Berkshire’s Class A shares rose this week to the highest in 16 months. The Omaha, Nebraska-based company, which is expected to report second-quarter earnings tomorrow, is about 3 percent away from the top closing price since 2008.

Buffett added to holdings of Wells Fargo & Co. (WFC), the largest U.S. home lender, bought real-estate brokers and bid on mortgage assets of bankrupt Residential Capital LLC as he bets on a rebound in housing in the world’s largest economy. Rather than spend his company’s cash pile on European companies after a 2008 trip to the region, he made his largest acquisitions in the U.S., including Fort Worth, Texas-based railroad Burlington Northern Santa Fe.
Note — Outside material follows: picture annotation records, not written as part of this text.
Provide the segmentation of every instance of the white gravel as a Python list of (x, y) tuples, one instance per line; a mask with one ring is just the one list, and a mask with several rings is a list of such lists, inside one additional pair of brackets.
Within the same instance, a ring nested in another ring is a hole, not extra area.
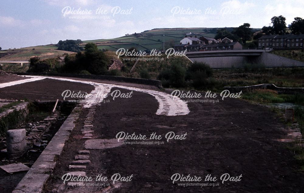
[[(130, 86), (98, 83), (92, 81), (73, 80), (61, 78), (45, 77), (37, 76), (26, 76), (30, 77), (31, 78), (0, 84), (0, 88), (9, 86), (16, 84), (36, 81), (47, 78), (59, 80), (88, 84), (93, 85), (95, 87), (95, 89), (92, 91), (91, 93), (93, 94), (92, 95), (93, 96), (95, 96), (96, 95), (95, 94), (98, 92), (100, 93), (101, 91), (103, 93), (102, 95), (105, 96), (105, 94), (110, 92), (111, 89), (113, 87), (120, 88), (149, 94), (155, 97), (158, 102), (158, 109), (156, 112), (156, 114), (157, 115), (167, 116), (183, 115), (188, 114), (190, 112), (187, 104), (185, 102), (181, 100), (178, 97), (173, 96), (170, 94), (162, 92)], [(95, 104), (101, 102), (104, 99), (102, 97), (98, 97), (97, 98), (95, 97), (94, 98), (91, 99), (92, 100), (87, 100), (84, 106), (86, 108), (89, 107)]]

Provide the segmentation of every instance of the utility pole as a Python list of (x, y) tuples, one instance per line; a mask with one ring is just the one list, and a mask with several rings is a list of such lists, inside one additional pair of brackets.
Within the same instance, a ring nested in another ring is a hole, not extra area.
[(282, 48), (283, 48), (283, 30), (282, 30)]
[(165, 35), (164, 35), (164, 53), (165, 53)]

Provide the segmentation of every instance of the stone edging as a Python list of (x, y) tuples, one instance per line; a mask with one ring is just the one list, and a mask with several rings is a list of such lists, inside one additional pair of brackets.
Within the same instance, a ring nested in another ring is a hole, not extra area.
[(56, 165), (56, 160), (62, 153), (66, 142), (75, 128), (81, 106), (78, 106), (40, 154), (12, 193), (40, 193)]
[(27, 102), (22, 103), (12, 107), (13, 108), (8, 109), (4, 112), (0, 113), (0, 119), (4, 117), (7, 117), (9, 114), (12, 113), (14, 110), (17, 111), (26, 108), (29, 103)]

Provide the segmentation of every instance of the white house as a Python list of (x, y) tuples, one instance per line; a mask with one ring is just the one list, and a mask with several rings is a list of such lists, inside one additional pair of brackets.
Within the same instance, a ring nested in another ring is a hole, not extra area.
[(190, 45), (201, 43), (201, 40), (197, 38), (192, 37), (185, 37), (180, 42), (181, 44), (187, 44), (189, 43)]

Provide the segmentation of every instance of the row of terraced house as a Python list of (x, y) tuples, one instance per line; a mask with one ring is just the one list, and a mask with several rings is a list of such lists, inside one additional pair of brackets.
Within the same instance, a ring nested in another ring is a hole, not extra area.
[(240, 50), (242, 47), (238, 42), (233, 42), (232, 40), (227, 38), (216, 40), (202, 36), (199, 39), (196, 36), (186, 36), (180, 41), (179, 44), (173, 46), (177, 51), (186, 50), (187, 52)]
[(259, 38), (258, 48), (300, 49), (303, 48), (304, 34), (266, 35)]

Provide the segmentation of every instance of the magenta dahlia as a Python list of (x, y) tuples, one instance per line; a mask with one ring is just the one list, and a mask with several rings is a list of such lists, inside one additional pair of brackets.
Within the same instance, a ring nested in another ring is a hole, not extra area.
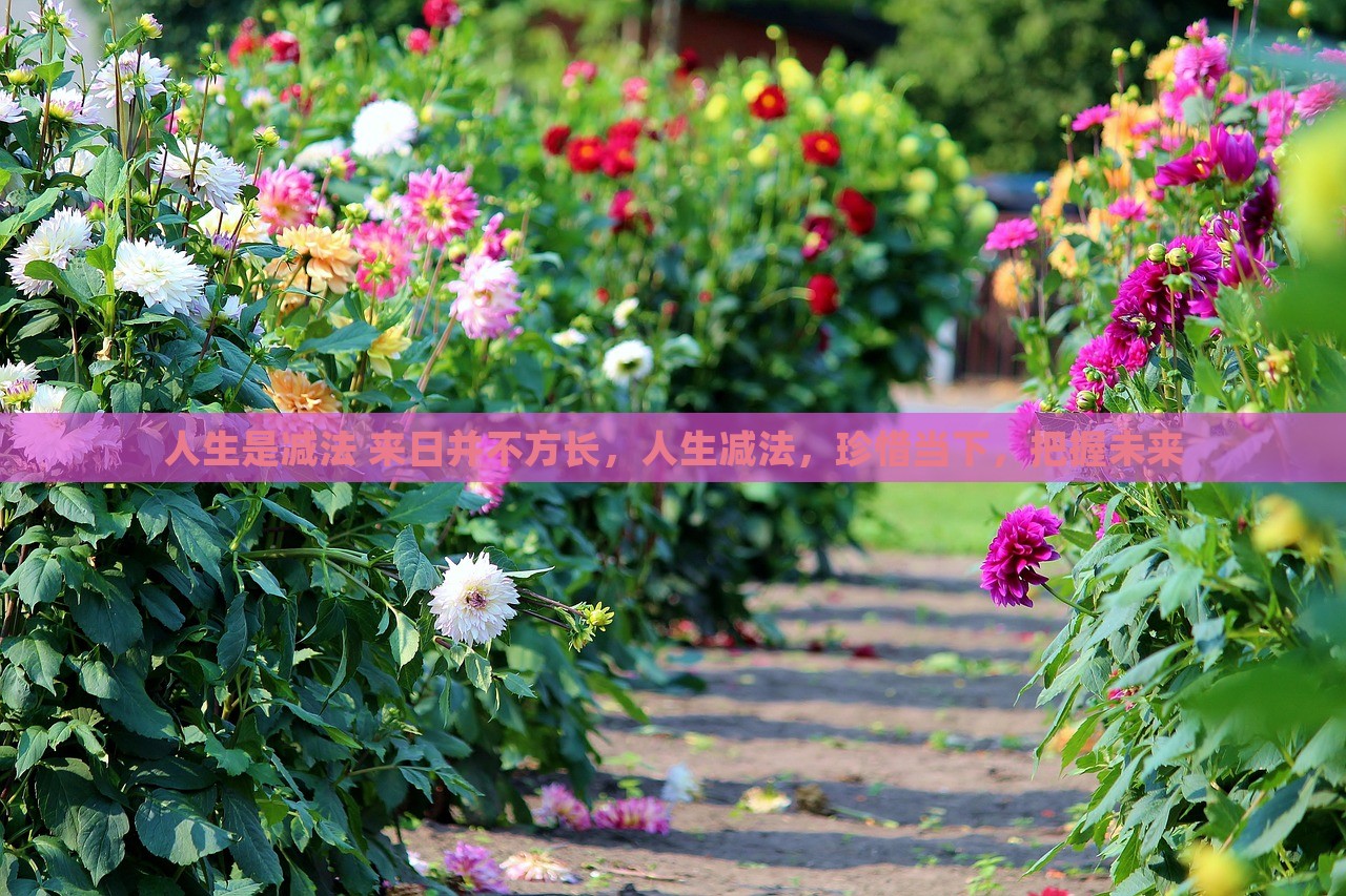
[(1005, 514), (981, 564), (981, 588), (997, 607), (1032, 607), (1028, 588), (1046, 584), (1038, 566), (1061, 557), (1047, 544), (1059, 531), (1061, 519), (1046, 507), (1026, 505)]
“I don’t know if he’s lucky, smart or patriotic, but it’s worked out for him,” Cliff Gallant, an analyst at KBW Inc., said in a phone interview. He estimates that Berkshire will post an operating profit of $1,750 a share for the second quarter, a 6.7 percent increase from a year earlier.

The economy in the 17-nation euro area may contract this year as governments institute austerity measures to lower borrowing costs, according to the median estimate of 35 analysts surveyed by Bloomberg. Buffett said last month that Europe’s monetary union may fracture if its leaders can’t rewrite their rules, while U.S. housing was beginning to show signs of a rebound after the worst crash in seven decades.

Housing Improves

“For the last two years, I’ve seen everything except housing moving forward in the economy,” Buffett, 81, told Betty Liu in a July 13 interview on Bloomberg Television. “In the last few months, the rest of the economy actually has flattened out. Housing is picking up.”

The number of available U.S. homes has been declining, a trend Buffett has said was inevitable as new households form. Properties for sale fell to 2.39 million in June from an average supply of 2.93 million in 2011 and 3.22 million in 2010, data from the National Association of Realtors show.

A turn in the housing market will benefit Berkshire’s businesses tied to home building and repair, said Josh Brown, who helps oversee $350 million at Fusion Analytics Investment Partners LLC in New York, including Berkshire shares.

“Buffett has spent the past decade amassing a portfolio of companies that are involved with home remodeling,” he said in a phone interview. “It’s got the right drivers if this housing trend continues.”